De pago, porque me parece mucho más transparente pagar por un servicio en lugar de que el proveedor “se cobre” en datos (aún así, es conveniente leer los términos y condiciones). La clave del asunto es que el verdadero negocio del proveedor sea ese (prestar servicios de correo electrónico) y no otro (intermediar para el envío masivo de publicidad).
Y que sea de la UE, para estar al amparo del Reglamento General de Protección de Datos (China y USA serán las potencias económicas mundiales, pero Europa es la vanguardia en la garantía de derechos). Habrá gente que no le dé importancia a la protección de datos personales, pero para mí sí la tiene.
Escogí un proveedor de correo, Mailfence, especialmente comprometido con la privacidad y cuyos servidores están en Bélgica. Pero hay muchos otros proveedores, iguales o mejores, en otros países de la UE. Por apenas 30 euros al año, tengo 5 GB de mensajes, 12 GB de almacenamiento en la nube, calendario, contactos y asistencia técnica. También tienen planes con más prestaciones a mayor precio, y un plan gratuito, más básico.

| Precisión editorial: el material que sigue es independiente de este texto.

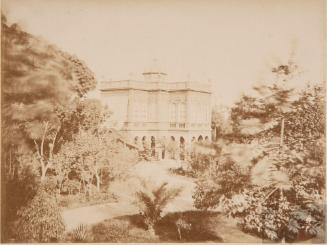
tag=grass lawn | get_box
[66,211,263,243]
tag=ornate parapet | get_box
[99,80,211,93]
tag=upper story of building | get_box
[100,64,211,130]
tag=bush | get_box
[193,156,250,210]
[17,185,65,242]
[72,224,87,242]
[92,219,129,242]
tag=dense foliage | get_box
[17,181,65,242]
[1,16,135,241]
[194,63,325,241]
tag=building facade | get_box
[100,71,211,157]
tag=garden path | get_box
[63,160,195,231]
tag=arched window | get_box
[178,103,186,122]
[169,103,177,122]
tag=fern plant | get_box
[72,224,87,242]
[136,182,181,235]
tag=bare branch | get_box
[41,121,49,157]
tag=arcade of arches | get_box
[134,135,210,160]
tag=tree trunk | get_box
[280,118,285,146]
[95,174,100,192]
[41,164,47,182]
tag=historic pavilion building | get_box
[100,65,211,157]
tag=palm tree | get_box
[136,182,181,235]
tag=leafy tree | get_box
[17,181,65,242]
[211,105,230,141]
[2,14,96,180]
[193,156,250,210]
[194,62,325,241]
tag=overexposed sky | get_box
[2,0,326,104]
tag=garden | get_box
[1,16,326,243]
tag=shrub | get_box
[72,224,87,242]
[92,219,129,242]
[175,218,192,240]
[17,185,65,242]
[136,183,181,234]
[193,156,250,210]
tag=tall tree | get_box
[1,17,96,179]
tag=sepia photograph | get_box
[0,0,327,244]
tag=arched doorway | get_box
[134,136,139,145]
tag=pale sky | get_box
[2,0,326,105]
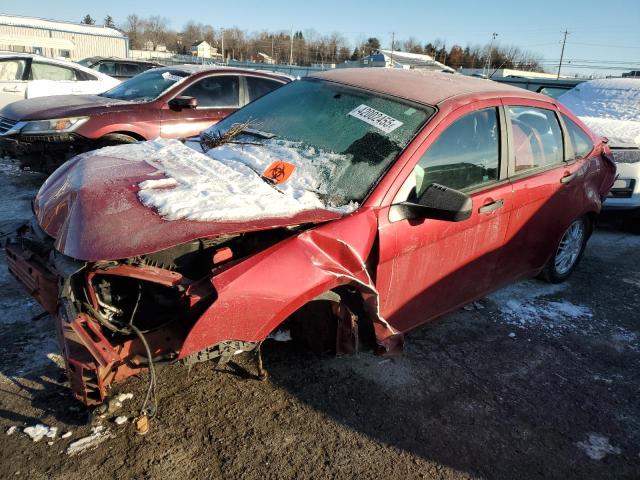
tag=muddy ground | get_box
[0,160,640,480]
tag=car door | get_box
[497,100,585,282]
[161,74,244,138]
[376,100,513,331]
[0,58,28,107]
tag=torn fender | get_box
[180,209,403,358]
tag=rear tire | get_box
[539,217,591,283]
[96,133,138,148]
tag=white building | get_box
[458,68,568,80]
[0,15,129,60]
[361,50,455,73]
[191,40,212,58]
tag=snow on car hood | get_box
[132,139,357,221]
[558,78,640,148]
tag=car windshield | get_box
[202,79,434,206]
[102,70,189,102]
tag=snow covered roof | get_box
[380,50,455,73]
[0,15,126,38]
[558,78,640,147]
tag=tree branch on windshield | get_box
[200,120,261,152]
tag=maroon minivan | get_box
[0,65,293,172]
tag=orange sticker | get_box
[262,160,296,183]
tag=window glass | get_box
[29,62,76,80]
[0,59,26,82]
[562,115,593,158]
[208,78,433,205]
[97,62,116,76]
[180,75,240,107]
[413,108,500,197]
[246,77,282,102]
[508,107,564,173]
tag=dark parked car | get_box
[0,65,292,171]
[7,68,615,404]
[78,57,164,80]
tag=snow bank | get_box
[122,139,357,221]
[580,115,640,148]
[558,78,640,147]
[67,425,113,455]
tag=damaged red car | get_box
[7,69,615,405]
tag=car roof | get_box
[310,67,549,105]
[83,57,160,65]
[147,64,295,80]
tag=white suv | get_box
[558,78,640,222]
[0,53,120,108]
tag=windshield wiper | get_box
[200,120,276,152]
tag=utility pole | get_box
[289,27,293,66]
[391,32,402,68]
[556,30,569,80]
[220,28,227,63]
[485,32,498,76]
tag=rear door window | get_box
[413,108,500,197]
[120,63,144,77]
[0,58,27,82]
[29,62,76,81]
[562,115,593,159]
[180,75,240,108]
[97,62,117,77]
[246,77,282,102]
[507,107,564,175]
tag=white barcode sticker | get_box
[349,104,402,133]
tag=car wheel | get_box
[98,133,138,148]
[540,217,591,283]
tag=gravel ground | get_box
[0,159,640,480]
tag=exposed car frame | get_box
[7,69,615,405]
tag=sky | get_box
[0,0,640,76]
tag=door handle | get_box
[478,200,504,213]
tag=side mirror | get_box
[389,183,473,222]
[169,96,198,110]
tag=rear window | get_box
[508,107,564,174]
[0,59,26,82]
[29,62,76,81]
[246,77,282,102]
[562,115,593,158]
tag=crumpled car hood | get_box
[2,95,136,120]
[34,152,342,261]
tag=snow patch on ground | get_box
[488,280,593,335]
[100,139,357,221]
[576,433,622,460]
[558,78,640,147]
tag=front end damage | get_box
[6,216,401,405]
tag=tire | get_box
[96,133,138,148]
[539,217,591,283]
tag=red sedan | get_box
[7,69,615,404]
[0,65,292,171]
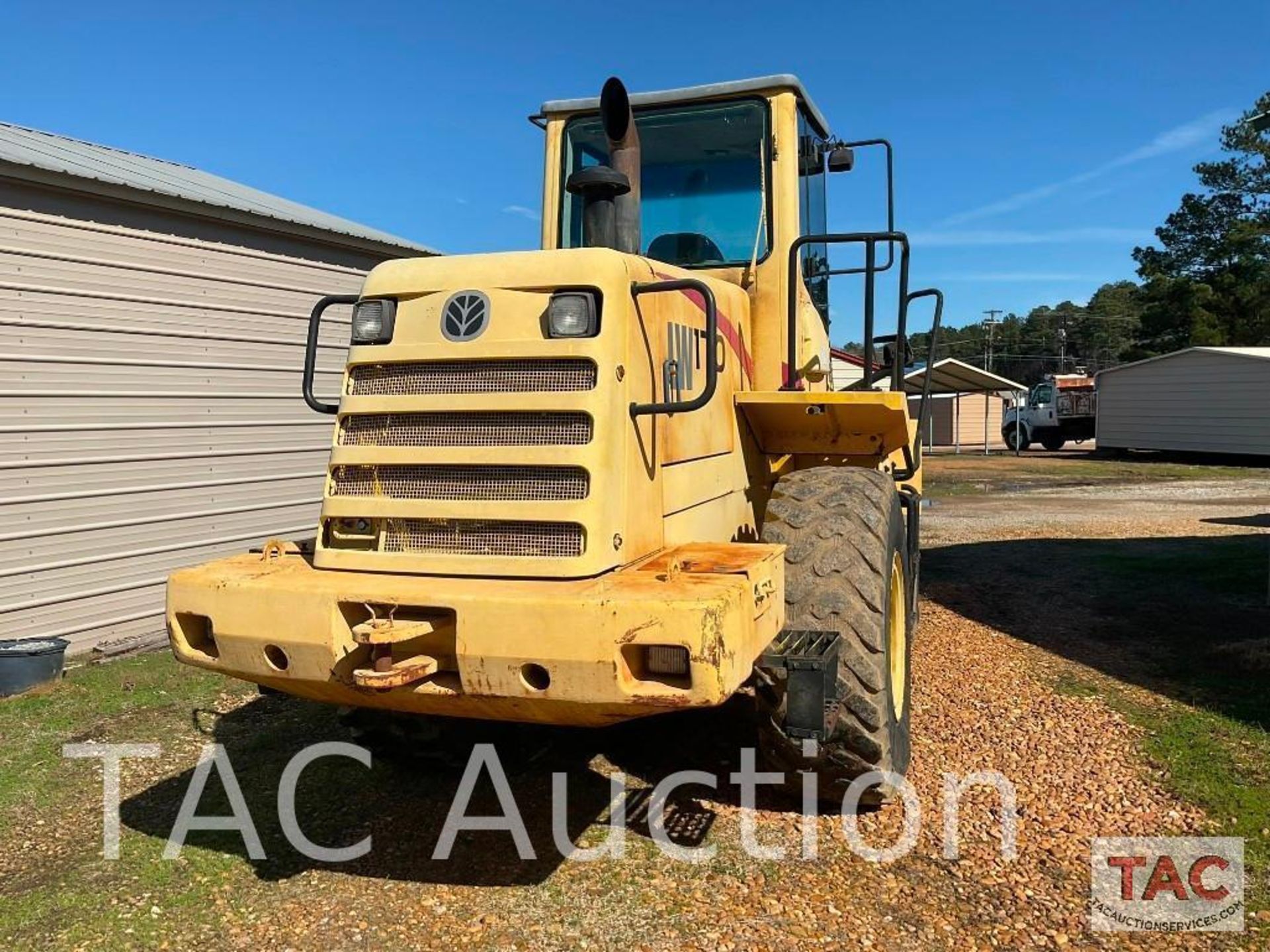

¿Por qué he empezado por el correo electrónico? Porque, aunque se trata de un servicio ya “veterano”, sigue siendo la base de todo: la dirección de correo es una especie de DNI para identificarnos (y comunicarnos) sobre cualquier servicio de Internet. Al margen del uso profesional, a día de hoy envío muy pocos correos (para las comunicaciones privadas son más cómodas las aplicaciones de chat desde el móvil, aunque también se las traen en lata). Sin embargo, recibo más correos que nunca: facturas (y publicidad) de todas las compañías que tengo contratadas (electricidad, telecomunicaciones, seguros, bancos) o de cualquier cosa que compre (billetes de avión, reservas de hotel, alquiler de coches, entradas del cine, y un largo etcétera).
Y claro, todo correo electrónico enviado o recibido a través de Google será convenientemente procesado (leído) por sus algoritmos de inteligencia artificial, para mayor comodidad del usuario. Un ejemplo elemental y aparentemente inocuo: cuando compro un billete de avión, Google crea la correspondiente entrada en el calendario. Puede ser práctico, pero no me parece bien que Google lea los mensajes que intercambio con un tercero (la compañía aérea). La culpa es mía, lógicamente, porque lo he aceptado al darme de alta y usar el servicio. La política de privacidad de Google lo dice claramente: “También recogemos el contenido que creas, subes o recibes de otros usuarios cuando utilizas nuestros servicios. Entre estos datos se incluyen los correos electrónicos que escribes y recibes…”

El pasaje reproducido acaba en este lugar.